Happy Holidays, folks.

Monday, December 05, 2005

GUMMI BEARS BANNED, DEEMED 'TOO VIOLENT'

Today, the administration officially banned any form of “gummy bear or gummy animals” from LHS.

The latest in a rather large series of bans comes from the office of Mr. Handley after seeing a report on teenage violence and aggression.

“The report said that kids actually get more aggressive from playing with toy weapons and beating up stuffed animals,” Mr. Handley explained, “it just made sense that the same could be said about horribly mutilating food animals, and I will not stand for any aggression in my hallways.”

The ban has been praised by quasi-PETA, the organization dedicated to the quasi-ethical treatment of quasi-animal like things. According to a quasi-PETA press release, the ban is getting a quasi-step closer to respecting all quasi-animal like items.

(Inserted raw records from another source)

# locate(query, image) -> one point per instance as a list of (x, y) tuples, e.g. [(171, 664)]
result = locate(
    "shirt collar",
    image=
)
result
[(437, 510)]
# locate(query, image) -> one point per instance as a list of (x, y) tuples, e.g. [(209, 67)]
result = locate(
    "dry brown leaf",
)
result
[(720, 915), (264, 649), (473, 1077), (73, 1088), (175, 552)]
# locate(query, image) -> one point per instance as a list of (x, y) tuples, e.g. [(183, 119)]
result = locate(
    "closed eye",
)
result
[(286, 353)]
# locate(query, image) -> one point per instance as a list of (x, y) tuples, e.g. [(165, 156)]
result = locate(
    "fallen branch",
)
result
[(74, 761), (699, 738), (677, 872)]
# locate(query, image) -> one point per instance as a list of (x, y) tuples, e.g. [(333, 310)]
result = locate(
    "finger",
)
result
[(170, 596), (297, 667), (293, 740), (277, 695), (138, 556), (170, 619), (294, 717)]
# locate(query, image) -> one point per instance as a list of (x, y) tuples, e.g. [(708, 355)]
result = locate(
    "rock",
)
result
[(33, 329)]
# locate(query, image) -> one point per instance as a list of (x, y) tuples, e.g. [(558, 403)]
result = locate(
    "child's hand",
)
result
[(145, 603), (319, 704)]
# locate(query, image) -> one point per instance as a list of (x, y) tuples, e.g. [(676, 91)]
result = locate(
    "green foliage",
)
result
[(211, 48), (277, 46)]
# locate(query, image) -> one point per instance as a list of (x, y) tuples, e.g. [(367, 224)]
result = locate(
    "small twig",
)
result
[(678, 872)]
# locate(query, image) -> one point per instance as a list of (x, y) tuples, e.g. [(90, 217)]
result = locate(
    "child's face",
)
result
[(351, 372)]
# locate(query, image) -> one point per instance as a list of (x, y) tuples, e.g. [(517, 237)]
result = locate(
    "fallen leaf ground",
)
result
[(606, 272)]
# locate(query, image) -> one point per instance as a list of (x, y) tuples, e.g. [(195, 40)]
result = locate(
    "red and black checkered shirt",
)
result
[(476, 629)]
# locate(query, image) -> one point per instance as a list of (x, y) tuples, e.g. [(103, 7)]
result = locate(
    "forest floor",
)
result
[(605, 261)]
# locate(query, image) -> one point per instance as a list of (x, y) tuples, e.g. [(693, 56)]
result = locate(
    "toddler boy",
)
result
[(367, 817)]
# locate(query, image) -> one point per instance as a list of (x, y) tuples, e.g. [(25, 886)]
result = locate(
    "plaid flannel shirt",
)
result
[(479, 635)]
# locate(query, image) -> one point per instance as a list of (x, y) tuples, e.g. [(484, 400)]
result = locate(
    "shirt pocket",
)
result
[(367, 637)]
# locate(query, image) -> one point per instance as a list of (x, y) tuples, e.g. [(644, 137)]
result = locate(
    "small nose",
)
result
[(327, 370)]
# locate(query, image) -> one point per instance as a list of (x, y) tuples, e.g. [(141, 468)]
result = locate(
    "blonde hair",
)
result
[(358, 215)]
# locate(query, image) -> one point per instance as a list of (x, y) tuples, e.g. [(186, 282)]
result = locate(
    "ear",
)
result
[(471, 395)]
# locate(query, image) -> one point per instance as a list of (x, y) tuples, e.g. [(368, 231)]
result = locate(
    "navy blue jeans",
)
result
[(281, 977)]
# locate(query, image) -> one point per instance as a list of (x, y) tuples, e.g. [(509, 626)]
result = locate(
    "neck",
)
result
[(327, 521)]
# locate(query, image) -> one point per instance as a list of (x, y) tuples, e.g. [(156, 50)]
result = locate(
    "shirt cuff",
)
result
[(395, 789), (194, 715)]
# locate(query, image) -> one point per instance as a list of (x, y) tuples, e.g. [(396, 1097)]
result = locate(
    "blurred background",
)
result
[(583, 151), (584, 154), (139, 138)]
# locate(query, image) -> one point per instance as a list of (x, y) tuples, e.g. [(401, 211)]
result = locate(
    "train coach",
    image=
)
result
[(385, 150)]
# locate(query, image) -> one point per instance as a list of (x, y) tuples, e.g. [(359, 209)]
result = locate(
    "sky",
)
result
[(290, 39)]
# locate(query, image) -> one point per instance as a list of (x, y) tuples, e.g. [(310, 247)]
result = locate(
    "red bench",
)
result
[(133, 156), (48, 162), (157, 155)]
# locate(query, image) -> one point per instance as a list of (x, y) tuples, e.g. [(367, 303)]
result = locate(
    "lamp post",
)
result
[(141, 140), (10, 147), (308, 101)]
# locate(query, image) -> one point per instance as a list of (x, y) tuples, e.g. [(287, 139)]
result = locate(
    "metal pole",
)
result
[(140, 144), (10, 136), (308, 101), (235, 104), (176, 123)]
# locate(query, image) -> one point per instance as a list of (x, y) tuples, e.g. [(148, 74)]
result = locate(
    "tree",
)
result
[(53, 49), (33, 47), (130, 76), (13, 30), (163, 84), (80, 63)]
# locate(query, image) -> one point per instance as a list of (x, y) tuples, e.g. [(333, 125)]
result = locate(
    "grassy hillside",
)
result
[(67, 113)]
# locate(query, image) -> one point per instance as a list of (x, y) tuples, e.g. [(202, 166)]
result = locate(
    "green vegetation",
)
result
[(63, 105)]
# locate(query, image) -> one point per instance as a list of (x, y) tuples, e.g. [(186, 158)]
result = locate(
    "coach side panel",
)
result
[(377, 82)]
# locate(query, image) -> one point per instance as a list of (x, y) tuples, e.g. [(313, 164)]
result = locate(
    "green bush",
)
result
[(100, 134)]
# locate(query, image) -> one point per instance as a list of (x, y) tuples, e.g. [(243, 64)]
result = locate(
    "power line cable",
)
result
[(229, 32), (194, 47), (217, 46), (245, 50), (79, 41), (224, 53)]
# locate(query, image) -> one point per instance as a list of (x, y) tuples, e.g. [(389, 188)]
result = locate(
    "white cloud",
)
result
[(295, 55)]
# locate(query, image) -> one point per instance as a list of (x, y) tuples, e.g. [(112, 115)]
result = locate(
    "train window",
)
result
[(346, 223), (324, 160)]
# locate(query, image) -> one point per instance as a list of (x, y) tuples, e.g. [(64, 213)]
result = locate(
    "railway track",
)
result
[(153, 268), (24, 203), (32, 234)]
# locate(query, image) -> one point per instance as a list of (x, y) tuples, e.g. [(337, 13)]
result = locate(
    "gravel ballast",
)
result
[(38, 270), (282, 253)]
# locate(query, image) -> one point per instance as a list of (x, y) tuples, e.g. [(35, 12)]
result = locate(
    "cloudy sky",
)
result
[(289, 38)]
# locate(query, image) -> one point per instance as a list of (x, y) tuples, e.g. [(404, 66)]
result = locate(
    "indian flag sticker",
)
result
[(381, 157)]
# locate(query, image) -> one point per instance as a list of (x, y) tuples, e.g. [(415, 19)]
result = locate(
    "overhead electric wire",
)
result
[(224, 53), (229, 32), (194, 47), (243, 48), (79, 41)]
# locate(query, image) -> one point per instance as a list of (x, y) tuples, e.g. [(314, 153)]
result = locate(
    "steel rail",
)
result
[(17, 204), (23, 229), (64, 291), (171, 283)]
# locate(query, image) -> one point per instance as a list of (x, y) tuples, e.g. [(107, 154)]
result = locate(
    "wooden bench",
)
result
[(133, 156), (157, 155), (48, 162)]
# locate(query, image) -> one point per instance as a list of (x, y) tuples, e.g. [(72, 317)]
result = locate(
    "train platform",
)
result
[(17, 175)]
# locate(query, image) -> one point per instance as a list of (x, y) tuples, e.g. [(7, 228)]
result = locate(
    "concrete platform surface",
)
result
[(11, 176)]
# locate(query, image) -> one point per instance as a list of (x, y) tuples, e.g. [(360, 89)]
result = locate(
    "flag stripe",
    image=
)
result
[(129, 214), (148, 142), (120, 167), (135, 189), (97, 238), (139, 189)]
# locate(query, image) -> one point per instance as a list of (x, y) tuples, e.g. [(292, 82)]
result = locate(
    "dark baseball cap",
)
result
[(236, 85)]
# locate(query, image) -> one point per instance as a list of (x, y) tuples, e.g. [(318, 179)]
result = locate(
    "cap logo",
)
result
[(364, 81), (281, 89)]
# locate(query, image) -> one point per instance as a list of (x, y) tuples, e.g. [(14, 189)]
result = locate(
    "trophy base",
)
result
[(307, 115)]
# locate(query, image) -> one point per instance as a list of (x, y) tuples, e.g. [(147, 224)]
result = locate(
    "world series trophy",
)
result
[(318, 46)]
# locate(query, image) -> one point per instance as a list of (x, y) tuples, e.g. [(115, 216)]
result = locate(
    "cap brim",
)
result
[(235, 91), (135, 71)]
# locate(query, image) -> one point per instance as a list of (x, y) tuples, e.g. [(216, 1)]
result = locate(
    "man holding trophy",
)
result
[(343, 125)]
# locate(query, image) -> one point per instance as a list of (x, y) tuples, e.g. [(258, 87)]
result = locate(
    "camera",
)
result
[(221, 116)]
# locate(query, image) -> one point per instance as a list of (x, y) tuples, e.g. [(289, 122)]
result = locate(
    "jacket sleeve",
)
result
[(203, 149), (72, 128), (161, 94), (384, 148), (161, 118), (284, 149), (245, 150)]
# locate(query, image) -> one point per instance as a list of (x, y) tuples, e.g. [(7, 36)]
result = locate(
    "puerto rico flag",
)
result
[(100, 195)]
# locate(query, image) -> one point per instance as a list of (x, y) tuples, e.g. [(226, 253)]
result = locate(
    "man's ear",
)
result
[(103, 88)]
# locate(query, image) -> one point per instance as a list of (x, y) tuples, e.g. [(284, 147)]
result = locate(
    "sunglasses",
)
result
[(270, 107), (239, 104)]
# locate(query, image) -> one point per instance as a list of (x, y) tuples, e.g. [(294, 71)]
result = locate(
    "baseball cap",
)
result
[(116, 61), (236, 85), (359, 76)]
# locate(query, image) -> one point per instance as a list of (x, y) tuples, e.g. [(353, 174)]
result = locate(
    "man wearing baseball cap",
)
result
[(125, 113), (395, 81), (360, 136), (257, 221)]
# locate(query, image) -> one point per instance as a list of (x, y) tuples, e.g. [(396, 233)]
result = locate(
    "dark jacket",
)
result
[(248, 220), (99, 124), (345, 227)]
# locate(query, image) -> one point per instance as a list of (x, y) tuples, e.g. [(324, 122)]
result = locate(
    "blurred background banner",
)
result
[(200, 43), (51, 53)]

“The administration of LHS has made a quasi-courageous move and is quasi-helping restore the quasi-reverence that should be paid to quasi-animal like things.”

When asked why the administration is making all these nonsensical bans, Mr. Sorenson responded, “Why not? Who is going to stop us? You? HA!”

According to an unnamed administrative assistant, “They’re at it again.”